In that time, eight sweaters could have been knitted or 8,170 cookies baked. Or better still, 170 trees could have been planted.
Or ironically, finished reading 5,106 pages of Marcel Proust’s In Search of Lost Time (À La Recherche Du Temps Perdu).
At what cost to the Malaysian economy is hard to tell, but there is a proxy measurement. Yesterday, the New Straits Times carried a Reuters report quoting an INRIX Inc study that said drivers in the United States lost 99 hours or US$88 billion last year due to traffic jams.
Adjusting for longer hours and local wages, our Malaysian economy must have taken a few billion ringgit bang. Not to mention the hole we are making in the ozone layer.
Thankfully, Kuala Lumpur is not the most congested city in the world. That unwelcome distinction goes to India’s Bengaluru, formerly known as Bangalore (the name change hasn’t helped), with a congestion level of 71 per cent. Our capital city is ranked 46 with a congestion level of 37 per cent, up one per cent from 2018.
But congestion can vary with time and day. Evening jam chokes traffic with 84 per cent congestion, while morning rush hour records 63 per cent congestion.
As for the days, Friday has the highest drive time, with 62 per cent congestion, while Sunday is an easy drive at 11 per cent congestion.
But congestion isn’t just about time or day. It is more about cities, roads and cars. One writer compared driving in Manila (second most congested city in the world) in the Philippines with driving past the neck of an hour glass.
Kuala Lumpur isn’t there yet, but will be soon after being Thailand’s Bangkok first. We have tried tunnels and bridges but those haven’t worked.
We are now trying more tunnels and some more bridges.
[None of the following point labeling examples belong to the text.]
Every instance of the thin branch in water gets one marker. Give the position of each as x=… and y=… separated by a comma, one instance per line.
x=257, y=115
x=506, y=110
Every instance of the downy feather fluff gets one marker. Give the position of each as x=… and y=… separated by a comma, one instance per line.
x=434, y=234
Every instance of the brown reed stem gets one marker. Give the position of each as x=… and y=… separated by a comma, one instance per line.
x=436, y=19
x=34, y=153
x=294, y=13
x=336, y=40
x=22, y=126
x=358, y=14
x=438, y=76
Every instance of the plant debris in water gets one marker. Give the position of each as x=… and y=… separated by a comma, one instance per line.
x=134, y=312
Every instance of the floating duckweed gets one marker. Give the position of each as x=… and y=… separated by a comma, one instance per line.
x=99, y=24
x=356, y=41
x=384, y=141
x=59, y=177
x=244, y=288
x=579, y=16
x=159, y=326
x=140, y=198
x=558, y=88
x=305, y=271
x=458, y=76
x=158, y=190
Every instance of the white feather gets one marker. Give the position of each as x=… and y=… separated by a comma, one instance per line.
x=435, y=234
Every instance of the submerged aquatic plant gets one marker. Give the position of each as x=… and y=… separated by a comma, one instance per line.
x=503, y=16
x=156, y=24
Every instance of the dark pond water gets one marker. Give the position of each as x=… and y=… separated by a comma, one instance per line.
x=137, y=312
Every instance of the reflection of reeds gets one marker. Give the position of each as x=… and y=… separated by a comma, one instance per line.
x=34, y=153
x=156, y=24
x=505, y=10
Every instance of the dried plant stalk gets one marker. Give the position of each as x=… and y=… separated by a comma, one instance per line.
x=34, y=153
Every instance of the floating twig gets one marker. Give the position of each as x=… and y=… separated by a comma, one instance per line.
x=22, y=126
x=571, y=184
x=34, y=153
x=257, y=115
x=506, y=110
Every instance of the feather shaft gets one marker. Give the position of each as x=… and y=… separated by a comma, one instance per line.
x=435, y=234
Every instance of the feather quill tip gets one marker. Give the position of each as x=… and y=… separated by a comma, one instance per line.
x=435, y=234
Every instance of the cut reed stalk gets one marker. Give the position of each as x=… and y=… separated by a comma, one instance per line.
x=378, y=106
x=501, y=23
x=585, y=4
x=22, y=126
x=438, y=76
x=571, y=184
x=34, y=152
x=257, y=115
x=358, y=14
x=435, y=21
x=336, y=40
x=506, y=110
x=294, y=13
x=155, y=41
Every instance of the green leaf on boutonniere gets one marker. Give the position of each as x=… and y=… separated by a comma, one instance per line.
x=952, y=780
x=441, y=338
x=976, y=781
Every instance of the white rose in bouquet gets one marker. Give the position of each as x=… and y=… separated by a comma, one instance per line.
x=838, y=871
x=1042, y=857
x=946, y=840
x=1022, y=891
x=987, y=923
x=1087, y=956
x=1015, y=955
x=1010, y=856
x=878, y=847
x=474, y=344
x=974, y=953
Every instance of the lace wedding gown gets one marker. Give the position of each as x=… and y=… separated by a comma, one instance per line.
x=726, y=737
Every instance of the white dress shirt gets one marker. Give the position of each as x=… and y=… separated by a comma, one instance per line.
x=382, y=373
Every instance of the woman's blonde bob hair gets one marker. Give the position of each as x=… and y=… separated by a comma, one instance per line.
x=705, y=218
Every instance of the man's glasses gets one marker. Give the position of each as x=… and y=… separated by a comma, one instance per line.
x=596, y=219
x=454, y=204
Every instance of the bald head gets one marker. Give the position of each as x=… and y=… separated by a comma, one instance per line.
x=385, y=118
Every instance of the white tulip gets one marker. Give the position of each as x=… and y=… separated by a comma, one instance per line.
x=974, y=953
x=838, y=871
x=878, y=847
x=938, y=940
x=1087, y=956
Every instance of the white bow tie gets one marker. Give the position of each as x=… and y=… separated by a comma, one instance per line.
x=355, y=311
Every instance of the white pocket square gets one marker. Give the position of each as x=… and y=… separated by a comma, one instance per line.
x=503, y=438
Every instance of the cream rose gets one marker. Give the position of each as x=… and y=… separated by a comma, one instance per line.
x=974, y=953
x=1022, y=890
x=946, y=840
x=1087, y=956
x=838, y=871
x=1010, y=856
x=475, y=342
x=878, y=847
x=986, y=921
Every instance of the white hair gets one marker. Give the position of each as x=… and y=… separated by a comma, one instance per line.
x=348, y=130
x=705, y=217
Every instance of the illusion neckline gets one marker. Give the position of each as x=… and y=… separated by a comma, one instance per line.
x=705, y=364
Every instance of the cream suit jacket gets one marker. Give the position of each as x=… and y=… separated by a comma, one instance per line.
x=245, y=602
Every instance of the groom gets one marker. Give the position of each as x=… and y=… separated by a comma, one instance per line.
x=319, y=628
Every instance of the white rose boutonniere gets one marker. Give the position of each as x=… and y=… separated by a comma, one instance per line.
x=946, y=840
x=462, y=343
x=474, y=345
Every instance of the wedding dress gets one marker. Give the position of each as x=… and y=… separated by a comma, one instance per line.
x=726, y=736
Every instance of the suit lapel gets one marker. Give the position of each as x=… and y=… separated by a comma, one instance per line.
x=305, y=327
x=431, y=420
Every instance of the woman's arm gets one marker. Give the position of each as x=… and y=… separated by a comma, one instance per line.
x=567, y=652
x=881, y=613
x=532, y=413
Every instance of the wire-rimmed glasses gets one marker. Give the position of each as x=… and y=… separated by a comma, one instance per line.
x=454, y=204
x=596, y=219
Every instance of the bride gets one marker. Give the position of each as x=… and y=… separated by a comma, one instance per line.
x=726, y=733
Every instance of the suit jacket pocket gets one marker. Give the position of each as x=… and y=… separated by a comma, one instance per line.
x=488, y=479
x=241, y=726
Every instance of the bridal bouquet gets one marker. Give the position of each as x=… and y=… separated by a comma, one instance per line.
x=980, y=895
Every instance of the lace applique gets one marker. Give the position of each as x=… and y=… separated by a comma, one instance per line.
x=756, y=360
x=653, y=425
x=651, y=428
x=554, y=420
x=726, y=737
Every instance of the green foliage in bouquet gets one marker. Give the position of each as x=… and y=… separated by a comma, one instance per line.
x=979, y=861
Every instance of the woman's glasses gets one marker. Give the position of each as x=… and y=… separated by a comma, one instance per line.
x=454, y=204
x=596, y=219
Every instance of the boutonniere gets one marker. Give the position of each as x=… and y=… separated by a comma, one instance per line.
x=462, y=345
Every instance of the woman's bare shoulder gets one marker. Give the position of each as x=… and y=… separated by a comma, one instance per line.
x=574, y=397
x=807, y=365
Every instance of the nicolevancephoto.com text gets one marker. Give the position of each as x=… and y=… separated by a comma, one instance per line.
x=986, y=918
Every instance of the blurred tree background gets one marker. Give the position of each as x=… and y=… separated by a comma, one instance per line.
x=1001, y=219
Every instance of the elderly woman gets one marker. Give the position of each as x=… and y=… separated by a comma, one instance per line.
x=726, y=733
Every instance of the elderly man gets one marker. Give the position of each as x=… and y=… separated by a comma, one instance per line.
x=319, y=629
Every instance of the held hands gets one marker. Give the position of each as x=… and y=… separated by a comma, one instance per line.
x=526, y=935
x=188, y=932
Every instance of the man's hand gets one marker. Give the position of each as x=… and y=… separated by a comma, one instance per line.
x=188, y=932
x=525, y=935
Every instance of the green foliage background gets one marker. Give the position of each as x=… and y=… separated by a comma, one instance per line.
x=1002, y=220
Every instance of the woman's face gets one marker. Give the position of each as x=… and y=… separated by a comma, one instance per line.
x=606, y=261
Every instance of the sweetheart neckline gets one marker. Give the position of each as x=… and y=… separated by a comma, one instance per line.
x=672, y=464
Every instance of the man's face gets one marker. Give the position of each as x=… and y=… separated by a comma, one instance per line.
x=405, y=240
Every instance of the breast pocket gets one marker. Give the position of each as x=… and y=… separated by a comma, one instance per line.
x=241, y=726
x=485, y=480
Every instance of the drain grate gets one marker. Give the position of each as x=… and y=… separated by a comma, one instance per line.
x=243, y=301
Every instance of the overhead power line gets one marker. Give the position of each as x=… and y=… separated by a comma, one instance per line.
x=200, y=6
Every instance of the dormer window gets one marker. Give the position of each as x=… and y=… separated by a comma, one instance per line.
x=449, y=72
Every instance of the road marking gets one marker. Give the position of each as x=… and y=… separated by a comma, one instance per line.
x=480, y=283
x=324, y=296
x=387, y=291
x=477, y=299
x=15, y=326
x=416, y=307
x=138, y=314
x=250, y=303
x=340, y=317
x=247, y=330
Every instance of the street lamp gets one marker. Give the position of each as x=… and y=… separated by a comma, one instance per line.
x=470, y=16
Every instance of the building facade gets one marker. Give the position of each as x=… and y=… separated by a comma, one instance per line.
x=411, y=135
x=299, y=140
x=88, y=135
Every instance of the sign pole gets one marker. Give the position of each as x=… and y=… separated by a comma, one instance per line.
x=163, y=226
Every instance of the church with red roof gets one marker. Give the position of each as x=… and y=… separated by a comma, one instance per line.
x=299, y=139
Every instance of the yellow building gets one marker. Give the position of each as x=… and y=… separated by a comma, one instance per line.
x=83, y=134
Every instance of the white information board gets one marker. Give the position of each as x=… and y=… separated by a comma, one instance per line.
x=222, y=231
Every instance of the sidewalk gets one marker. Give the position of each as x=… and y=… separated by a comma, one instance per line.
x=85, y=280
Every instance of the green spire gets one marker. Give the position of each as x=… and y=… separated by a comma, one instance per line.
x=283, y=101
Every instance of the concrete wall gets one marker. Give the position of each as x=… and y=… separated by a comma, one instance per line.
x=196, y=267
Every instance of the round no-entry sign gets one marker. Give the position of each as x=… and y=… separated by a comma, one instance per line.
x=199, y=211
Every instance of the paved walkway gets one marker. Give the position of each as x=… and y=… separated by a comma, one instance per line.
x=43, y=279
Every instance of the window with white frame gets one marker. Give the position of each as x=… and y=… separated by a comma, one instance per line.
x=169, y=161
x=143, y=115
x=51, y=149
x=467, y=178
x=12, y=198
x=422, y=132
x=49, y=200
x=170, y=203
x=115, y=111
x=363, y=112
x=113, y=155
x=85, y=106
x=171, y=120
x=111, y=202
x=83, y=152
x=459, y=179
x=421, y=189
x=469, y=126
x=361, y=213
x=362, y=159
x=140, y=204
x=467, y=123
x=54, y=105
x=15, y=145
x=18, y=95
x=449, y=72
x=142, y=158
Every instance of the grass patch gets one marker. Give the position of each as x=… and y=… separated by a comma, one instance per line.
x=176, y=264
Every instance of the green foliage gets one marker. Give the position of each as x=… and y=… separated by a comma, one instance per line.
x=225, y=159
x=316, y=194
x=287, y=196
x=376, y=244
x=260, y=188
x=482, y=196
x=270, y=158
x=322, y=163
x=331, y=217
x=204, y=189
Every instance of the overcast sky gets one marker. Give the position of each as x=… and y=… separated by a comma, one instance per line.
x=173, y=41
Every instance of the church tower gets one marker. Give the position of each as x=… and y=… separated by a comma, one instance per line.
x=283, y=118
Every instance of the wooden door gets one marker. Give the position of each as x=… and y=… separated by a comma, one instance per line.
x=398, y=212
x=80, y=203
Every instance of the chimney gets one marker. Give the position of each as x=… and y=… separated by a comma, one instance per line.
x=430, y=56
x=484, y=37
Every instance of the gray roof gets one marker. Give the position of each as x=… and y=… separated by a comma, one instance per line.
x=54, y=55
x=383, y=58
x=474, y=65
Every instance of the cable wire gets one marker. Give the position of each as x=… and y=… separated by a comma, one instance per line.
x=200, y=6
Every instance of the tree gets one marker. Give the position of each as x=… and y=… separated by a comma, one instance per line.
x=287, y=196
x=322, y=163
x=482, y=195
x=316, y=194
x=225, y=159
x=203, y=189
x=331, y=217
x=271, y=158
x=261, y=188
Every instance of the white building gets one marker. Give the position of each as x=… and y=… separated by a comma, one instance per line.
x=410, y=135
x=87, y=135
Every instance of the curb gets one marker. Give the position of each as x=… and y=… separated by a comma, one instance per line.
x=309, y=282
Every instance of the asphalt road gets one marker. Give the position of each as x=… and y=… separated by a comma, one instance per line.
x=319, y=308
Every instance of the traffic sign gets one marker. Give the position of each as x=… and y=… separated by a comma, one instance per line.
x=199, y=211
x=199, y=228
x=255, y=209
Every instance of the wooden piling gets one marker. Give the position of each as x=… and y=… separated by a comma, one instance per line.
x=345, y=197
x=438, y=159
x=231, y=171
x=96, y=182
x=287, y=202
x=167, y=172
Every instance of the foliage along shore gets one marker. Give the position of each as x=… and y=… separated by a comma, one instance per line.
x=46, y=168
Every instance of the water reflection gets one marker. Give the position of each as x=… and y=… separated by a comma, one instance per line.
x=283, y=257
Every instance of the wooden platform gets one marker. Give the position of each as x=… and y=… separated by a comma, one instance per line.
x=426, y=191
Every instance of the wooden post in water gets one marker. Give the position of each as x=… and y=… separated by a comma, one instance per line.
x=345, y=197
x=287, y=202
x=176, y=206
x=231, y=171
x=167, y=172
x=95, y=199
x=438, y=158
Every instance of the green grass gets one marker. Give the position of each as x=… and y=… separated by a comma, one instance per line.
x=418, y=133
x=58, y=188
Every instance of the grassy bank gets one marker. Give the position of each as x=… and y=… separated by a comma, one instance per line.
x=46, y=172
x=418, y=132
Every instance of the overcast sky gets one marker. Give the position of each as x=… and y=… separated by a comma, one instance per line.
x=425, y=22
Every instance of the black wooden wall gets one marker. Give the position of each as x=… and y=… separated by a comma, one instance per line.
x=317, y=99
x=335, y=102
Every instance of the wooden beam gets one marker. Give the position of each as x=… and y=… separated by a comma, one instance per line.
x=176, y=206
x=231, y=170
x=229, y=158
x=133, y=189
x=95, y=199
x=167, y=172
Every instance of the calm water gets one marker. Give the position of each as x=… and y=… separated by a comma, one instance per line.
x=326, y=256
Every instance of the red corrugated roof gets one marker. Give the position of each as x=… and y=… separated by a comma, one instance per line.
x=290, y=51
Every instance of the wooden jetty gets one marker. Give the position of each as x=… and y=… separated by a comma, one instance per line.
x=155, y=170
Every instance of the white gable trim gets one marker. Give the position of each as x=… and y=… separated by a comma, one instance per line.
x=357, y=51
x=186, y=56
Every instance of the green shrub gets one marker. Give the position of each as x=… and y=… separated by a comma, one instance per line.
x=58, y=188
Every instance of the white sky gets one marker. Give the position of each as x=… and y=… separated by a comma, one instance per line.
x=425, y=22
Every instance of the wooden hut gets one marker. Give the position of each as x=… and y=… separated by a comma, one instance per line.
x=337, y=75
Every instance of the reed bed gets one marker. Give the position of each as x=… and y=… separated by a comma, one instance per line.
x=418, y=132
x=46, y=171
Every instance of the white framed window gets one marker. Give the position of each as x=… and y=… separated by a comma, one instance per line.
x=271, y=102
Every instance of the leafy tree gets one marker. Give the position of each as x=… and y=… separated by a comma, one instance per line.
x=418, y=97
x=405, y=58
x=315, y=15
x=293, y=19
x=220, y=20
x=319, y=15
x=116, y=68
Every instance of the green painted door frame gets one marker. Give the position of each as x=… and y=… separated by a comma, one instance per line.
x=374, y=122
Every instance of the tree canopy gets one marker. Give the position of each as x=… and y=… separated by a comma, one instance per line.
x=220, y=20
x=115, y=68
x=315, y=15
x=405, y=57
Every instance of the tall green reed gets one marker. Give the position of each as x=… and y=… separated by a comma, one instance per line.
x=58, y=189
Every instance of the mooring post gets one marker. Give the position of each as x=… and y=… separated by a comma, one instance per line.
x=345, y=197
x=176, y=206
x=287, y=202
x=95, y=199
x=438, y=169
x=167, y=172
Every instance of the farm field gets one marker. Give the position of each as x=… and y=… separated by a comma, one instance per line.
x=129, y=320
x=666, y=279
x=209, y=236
Like those before, these won’t work either. There are just too many cars on the road.
Three or four cars per family isn’t odd here. Even really old bangers that are decrepit with age make the crawl worse. Congestion charges into the city may help, but first, we must have a good public transport system.
To be blunt, save for the city trains, our public transport is a crying shame. Buses are unreliable. They rarely come on time. Drivers? Some are so riled up with rage it is a wonder how the bus companies allow them to be at the wheels. Taxis? Their shame index is a recurring global story.
The city of Kuala Lumpur, and even others, seem to have been designed to keep traffic congestion in, not out. Condominiums spring up like mushrooms everywhere, with just a road in between.
Not to mention sprawling shopping malls. Accommodating increased traffic would mean a flyover on another flyover. This has to stop at some point.
There are three ways out of this mess. One, transport companies must be made to give the best service with what is already there. This means cheap, clean and reliable modes of transport.
Two, commuters be given access to a multimodal transport app that makes it easier for them to get around without their cars. Three, build smart cities that make travelling almost unnecessary.